Abstract

Abstract Abstract #4042 Background
 ERK5 is a novel member of the mitogen-activated protein kinase (MAPK) family. MAPKs regulate multiple cellular functions, including proliferation, differentiation and survival. Recent studies have implicated the ERK5 pathway in human breast cancer. As breast cancer is now the most common type of cancer in the UK, research into this potential biomarker is essential.
 Method
 An optimised immunohistochemistry protocol (McCracken S. Oncogene 2008) was applied to examine expression of ERK5 in a cohort of 10 normal breast samples and 402 estrogen receptor (ER) positive breast cancer specimens from patients treated with Tamoxifen. ERK immunoreactivity was quantified using a weighted histoscore method (Kirkegaard T. Histopathology 2006), and the data was corroborated to clinico-pathologic parameters including the HER family (Tovey S. Clin Can Res. 2005).
 Results
 Of 402 tumours on the TMA, 346 cases were informative. Follow-up was available for a minimum of 10 years: 239 with stable disease, 94 cases recurred (13 with bilateral recurrence) and 84 received adjuvant chemotherapy.
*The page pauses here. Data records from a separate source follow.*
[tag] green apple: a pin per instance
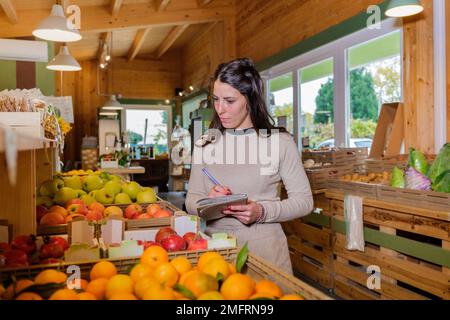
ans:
(44, 201)
(131, 189)
(48, 188)
(113, 186)
(148, 196)
(104, 196)
(65, 194)
(73, 182)
(91, 183)
(88, 199)
(122, 198)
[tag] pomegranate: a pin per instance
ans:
(25, 243)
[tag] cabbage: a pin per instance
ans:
(416, 181)
(441, 164)
(418, 161)
(442, 182)
(397, 178)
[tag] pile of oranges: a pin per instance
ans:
(156, 278)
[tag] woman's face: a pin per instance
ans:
(231, 106)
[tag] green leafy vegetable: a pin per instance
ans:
(397, 178)
(441, 164)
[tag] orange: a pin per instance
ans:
(205, 257)
(143, 285)
(86, 296)
(123, 296)
(103, 269)
(140, 271)
(181, 264)
(269, 287)
(50, 276)
(199, 283)
(159, 292)
(64, 294)
(166, 274)
(13, 290)
(154, 256)
(29, 296)
(232, 268)
(211, 295)
(98, 288)
(119, 283)
(215, 266)
(238, 287)
(186, 275)
(291, 297)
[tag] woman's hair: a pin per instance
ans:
(242, 75)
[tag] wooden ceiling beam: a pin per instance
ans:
(10, 11)
(96, 19)
(137, 43)
(160, 5)
(115, 7)
(173, 35)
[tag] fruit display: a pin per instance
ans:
(372, 178)
(156, 276)
(24, 251)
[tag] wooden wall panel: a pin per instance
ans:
(419, 80)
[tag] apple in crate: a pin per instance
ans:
(133, 211)
(173, 243)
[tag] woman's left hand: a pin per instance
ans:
(247, 214)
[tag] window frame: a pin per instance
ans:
(338, 51)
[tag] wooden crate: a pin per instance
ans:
(319, 177)
(411, 246)
(309, 241)
(255, 267)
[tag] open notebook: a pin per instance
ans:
(211, 208)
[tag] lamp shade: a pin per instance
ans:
(56, 27)
(403, 8)
(63, 61)
(112, 104)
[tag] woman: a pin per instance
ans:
(241, 118)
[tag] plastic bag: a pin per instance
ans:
(353, 211)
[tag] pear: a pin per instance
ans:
(65, 194)
(73, 182)
(122, 198)
(104, 196)
(91, 183)
(147, 196)
(131, 189)
(113, 186)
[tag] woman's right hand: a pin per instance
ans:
(219, 191)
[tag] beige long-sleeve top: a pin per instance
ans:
(235, 162)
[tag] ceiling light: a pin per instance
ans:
(403, 8)
(112, 104)
(63, 61)
(56, 27)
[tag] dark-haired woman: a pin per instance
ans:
(241, 122)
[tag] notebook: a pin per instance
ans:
(211, 208)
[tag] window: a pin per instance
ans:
(158, 126)
(281, 101)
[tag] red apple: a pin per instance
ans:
(40, 212)
(163, 233)
(173, 243)
(198, 244)
(74, 201)
(77, 208)
(25, 243)
(133, 211)
(189, 236)
(16, 258)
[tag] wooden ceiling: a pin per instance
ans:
(135, 28)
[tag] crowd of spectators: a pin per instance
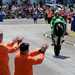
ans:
(31, 11)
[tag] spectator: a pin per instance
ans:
(25, 60)
(6, 48)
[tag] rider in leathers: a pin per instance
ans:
(57, 19)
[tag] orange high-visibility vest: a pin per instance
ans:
(24, 63)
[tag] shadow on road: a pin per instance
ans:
(61, 57)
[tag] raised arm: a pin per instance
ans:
(14, 44)
(37, 59)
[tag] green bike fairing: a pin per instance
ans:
(56, 20)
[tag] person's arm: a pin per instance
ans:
(13, 45)
(37, 59)
(4, 68)
(35, 52)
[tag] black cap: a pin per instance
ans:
(24, 47)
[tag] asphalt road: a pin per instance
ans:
(33, 33)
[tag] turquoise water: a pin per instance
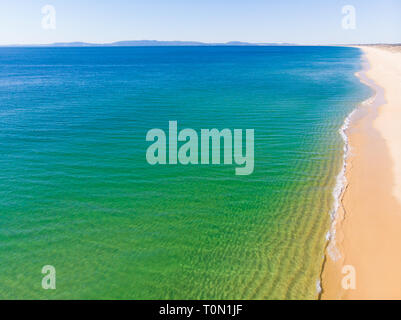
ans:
(77, 193)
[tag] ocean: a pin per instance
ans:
(77, 193)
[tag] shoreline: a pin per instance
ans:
(367, 223)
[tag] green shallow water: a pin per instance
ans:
(77, 193)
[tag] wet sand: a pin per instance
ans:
(368, 225)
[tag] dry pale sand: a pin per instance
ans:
(368, 228)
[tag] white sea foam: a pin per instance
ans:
(341, 183)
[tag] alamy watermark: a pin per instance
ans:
(188, 152)
(49, 18)
(349, 17)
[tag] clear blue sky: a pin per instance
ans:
(295, 21)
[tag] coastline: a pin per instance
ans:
(367, 223)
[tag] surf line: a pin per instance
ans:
(188, 152)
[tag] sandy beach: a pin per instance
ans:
(368, 226)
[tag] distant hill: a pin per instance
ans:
(148, 43)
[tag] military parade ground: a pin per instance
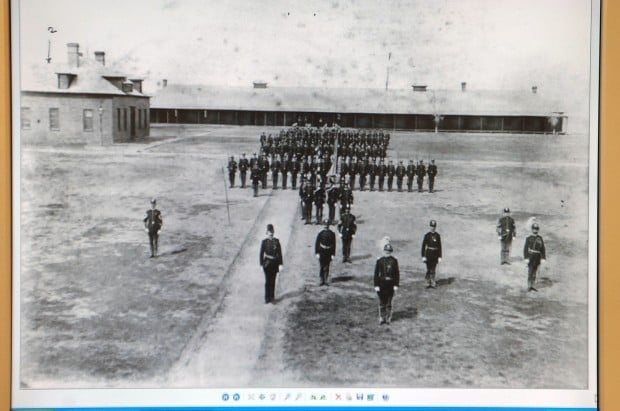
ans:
(99, 312)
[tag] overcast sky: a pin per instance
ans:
(490, 44)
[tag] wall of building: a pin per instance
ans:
(102, 128)
(71, 127)
(414, 122)
(130, 118)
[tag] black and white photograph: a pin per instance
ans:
(333, 193)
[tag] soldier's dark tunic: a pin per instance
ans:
(255, 176)
(372, 172)
(410, 175)
(391, 170)
(275, 172)
(506, 231)
(294, 172)
(381, 172)
(333, 194)
(153, 222)
(286, 168)
(534, 251)
(308, 198)
(232, 170)
(387, 276)
(319, 200)
(420, 172)
(270, 259)
(400, 175)
(347, 229)
(432, 173)
(244, 164)
(346, 199)
(431, 250)
(325, 247)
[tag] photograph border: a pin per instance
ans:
(609, 221)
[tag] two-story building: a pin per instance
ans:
(81, 102)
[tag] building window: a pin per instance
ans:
(88, 119)
(54, 119)
(25, 118)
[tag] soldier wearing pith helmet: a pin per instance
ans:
(386, 281)
(431, 253)
(153, 222)
(534, 254)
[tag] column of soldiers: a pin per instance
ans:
(308, 152)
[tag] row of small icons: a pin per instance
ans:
(306, 397)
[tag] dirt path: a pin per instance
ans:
(225, 348)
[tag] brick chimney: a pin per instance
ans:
(73, 54)
(100, 57)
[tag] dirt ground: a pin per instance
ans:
(97, 312)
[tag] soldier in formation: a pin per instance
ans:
(244, 165)
(506, 231)
(232, 170)
(386, 281)
(270, 258)
(325, 250)
(421, 173)
(534, 254)
(153, 222)
(431, 254)
(432, 173)
(347, 229)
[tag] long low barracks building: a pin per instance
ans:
(417, 109)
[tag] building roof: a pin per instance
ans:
(90, 78)
(348, 100)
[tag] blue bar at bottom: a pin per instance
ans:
(308, 408)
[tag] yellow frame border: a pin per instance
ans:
(609, 218)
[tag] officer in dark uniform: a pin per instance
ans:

 ERK5 expression in the tumour cohort was observed in the cytoplasm with 78% of samples having weak staining with a histoscore of <100, 20% with moderate staining with a score between 100-200 and 2% with strong staining, histoscore>200. ERK5 expression in the nucleus demonstrated 85% of cores with a histoscore <100 (weak) and 15% between 100-200 (moderate). Almost all ERK5 membrane staining was weak (99% had a histoscore of <100). ERK5 cytoplasmic and nuclear expression were directly associated (c.c.=0.682, p<0.001) and ERK5 nuclear expression showed a trend for association with tumour size (p=0.069). In addition, ERK5 cytoplasmic expression was weakly associated with HER1-3 positivity (p=0.022) and nodal status (p=0.039). Interestingly, both cytoplasmic and nuclear ERK5 expression correlated with cytoplasmic and nuclear ERK1/2 expression (p=0.001 and p=0.003, respectively).
 All of the benign breast cases expressed cytoplasmic ERK5 at a relatively weak level (100% with a histoscore<100). Again cytoplasmic and nuclear expression in the benign cohort correlated (c.c. =0.879 and p=0.001). Benign and tumour breast tissue expressed significantly different levels of nuclear ERK5 (p=0.002).
 Discussion 
 This study demonstrates that ERK5 is commonly expressed in breast cancer specimens. ERK5 nuclear expression was shown to be related to tumour size, suggesting a potential role in proliferation. In support of this observation ERK5 expression also strongly correlated with expression of ERK1/2 in this cohort. ERK5 was also shown to be associated with nodal status and HER1-3 expression. Therefore our data supports the need for further investigation into the role of ERK5 in breast cancer, including ER negative patients. Citation Information: Cancer Res 2009;69(2 Suppl):Abstract nr 4042.